First, your code didn't compile anything, because you didn't compile the actual object but the one that you used to be feeded in the super(Object3D)-call, which doesn't work. So "Block" should actually look like this:
package env;
import com.threed.jpct.*;
/**
*
* @author User
*/
public class Block extends Object3D
{
private static final long serialVersionUID = 1L;
public static Object3D MODEL = null;
public static Object3D getModel()
{
if(MODEL == null)
{
MODEL = Primitives.getCube(0.5f);
MODEL.setTexture("box");
MODEL.setEnvmapped(Object3D.ENVMAP_ENABLED);
MODEL.setCollisionMode(Object3D.COLLISION_CHECK_OTHERS);
MODEL.build();
MODEL.compile();
MODEL.rotateY((float) -Math.PI / 4f);
}
return MODEL;
}
public Block()
{
super(getModel(), true);
shareCompiledData(MODEL);
compile();
}
}
With that, the block will actually be compiled. However, that doesn't really help much (if at all)...
(But you should do it anyway...).
So, what's the reason for this? I did some benchmarking with your test code and discovered some minor bottlenecks, which i've fixed in this beta jar:
http://www.jpct.net/download/beta/jpct.jarHowever, even with this jar, it's still not very much faster. So i decided to tweak settings for this particular scene (i.e. all blocks in view, nothing clipped, nothing culled, nothing transparent etc...) by adding these lines:
Config.doSorting=false;
Config.alwaysSort=false;
Config.glMultiPassSorting=false;
Config.useFrustumCulling=false;
The first three ones disable sorting completely. It's not needed in your scene. It might be needed in more realistic scenes though.
The last line disables frustum culling, which isn't helpful if all objects of a scene are in view.
With that, performance slightly increases on my machine (Core2 Quad @ 3.2Ghz, Radeon HD 5870, Windows Vista, Java 6), but it's still pretty low. So i did some more detailed benchmarks to see where the time is actually spend.
The time taken for a complete render cycle is around:
34msThese consist of:
Engine work, i.e. iterate over all objects, setup transformation matrices, set engine states...that kind of stuff:
12msRender time, i.e. setting up OpenGL states and draw the display lists:
22msThe latter 22ms split into:
Setting up GL and similar actions:
9msRendering the DL:
13msSo we have 13ms that we can't avoid, because that's simple display list drawing that has to be done no matter what (Which means that the highest possible framerate when only making display list calls (which isn't possible) is somewhere around 76fps).
That leaves us with 9ms for GL setup and 12ms for engine work. Those 12ms again split into 9ms pure processing code and 3ms state management for OpenGL. Those 3ms can't be optimized away without killing performance on everything that's not as simple as this test scene.
So we have 2 * 9ms left.
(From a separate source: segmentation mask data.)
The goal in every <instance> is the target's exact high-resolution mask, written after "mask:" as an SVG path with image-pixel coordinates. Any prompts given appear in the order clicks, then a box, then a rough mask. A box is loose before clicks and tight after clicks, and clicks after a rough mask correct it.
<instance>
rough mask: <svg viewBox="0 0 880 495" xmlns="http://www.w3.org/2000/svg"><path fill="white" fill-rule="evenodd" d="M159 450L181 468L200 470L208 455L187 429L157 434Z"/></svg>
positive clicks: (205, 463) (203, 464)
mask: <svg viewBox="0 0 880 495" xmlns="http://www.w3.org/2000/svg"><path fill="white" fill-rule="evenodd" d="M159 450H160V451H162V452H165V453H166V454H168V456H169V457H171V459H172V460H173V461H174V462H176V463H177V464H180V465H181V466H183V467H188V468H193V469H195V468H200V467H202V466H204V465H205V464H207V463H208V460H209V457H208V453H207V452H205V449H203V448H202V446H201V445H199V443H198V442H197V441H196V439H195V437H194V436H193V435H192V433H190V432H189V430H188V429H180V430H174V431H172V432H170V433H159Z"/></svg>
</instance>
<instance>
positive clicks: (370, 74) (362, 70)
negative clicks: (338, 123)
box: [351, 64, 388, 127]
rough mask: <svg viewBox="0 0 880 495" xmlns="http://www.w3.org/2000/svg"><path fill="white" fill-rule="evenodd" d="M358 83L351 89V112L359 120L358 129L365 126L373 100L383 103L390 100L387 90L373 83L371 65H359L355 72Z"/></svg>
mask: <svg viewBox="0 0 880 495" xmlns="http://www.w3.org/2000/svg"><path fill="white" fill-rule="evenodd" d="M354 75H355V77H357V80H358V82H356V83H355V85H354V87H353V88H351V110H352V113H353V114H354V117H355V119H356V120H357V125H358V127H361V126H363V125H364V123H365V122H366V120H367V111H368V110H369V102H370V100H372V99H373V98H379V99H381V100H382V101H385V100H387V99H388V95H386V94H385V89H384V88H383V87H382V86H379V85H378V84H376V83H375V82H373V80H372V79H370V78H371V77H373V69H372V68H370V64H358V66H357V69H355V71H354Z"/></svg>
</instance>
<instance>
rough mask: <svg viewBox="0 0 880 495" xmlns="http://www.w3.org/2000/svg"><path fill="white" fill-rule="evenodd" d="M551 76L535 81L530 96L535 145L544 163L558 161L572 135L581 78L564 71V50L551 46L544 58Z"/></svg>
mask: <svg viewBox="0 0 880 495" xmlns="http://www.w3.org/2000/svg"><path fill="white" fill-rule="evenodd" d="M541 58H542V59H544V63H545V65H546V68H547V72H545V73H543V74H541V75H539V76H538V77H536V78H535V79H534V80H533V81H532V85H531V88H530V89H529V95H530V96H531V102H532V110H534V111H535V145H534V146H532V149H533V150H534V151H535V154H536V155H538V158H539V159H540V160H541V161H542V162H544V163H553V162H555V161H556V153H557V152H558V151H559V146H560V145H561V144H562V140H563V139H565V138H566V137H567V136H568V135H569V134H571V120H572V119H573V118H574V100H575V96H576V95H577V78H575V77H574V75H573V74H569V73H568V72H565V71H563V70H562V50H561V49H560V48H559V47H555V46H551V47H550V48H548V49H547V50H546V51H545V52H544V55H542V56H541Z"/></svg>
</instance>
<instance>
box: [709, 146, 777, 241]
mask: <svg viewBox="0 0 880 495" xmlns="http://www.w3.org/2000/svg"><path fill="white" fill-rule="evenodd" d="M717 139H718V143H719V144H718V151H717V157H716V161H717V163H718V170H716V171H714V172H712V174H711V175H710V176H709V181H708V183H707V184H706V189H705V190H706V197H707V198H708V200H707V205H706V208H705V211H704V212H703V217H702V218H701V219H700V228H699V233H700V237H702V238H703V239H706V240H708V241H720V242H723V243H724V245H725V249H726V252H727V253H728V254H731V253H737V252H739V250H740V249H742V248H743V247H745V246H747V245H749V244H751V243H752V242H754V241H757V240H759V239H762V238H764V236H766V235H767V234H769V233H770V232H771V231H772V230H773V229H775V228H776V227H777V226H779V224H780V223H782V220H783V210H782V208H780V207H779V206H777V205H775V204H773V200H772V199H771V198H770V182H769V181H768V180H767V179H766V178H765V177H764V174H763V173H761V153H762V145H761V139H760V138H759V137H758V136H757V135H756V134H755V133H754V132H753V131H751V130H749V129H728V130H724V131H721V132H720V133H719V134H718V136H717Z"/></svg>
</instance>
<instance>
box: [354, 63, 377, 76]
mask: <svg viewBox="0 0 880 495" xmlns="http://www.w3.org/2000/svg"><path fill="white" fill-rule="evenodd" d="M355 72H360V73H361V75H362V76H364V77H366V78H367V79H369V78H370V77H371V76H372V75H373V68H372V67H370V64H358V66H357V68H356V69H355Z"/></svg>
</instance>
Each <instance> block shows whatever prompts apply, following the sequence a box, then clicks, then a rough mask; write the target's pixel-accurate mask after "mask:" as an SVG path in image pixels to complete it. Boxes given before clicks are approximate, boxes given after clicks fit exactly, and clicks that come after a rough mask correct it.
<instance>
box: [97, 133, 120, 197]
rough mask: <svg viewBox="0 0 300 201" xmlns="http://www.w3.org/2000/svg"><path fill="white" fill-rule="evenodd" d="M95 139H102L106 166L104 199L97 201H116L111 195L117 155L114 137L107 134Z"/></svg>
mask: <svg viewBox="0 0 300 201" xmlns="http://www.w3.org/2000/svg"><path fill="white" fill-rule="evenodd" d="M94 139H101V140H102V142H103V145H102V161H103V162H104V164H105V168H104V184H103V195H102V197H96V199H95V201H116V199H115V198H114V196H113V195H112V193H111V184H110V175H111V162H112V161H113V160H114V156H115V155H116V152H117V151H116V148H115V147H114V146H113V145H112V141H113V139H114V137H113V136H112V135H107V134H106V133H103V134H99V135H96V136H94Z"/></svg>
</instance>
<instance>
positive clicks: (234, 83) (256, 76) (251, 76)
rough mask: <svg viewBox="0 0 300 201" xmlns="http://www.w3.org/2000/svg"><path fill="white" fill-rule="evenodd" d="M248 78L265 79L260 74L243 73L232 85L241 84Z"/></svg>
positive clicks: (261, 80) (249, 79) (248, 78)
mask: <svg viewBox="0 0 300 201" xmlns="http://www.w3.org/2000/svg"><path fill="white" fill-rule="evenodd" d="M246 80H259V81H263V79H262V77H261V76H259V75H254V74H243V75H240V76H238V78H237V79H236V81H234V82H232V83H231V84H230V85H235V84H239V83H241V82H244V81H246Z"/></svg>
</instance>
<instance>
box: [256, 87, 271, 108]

The parts that take this time are already pretty much optimized. It might be possible to squeeze out one ms or the other, but that's pretty much what it takes.
This application is a very special case as it renders very simple objects but tons of them. All the overhead (GL's and jPCT's) stacks up pretty high in this case. I don't really see how i can improve this much further. I would like to try your direct-GL-testcase to see, how that one really performs and if it's up to the assumptions about maximum possible performance that i made above. Maybe i'm doing something really stupid that i just don't see right now...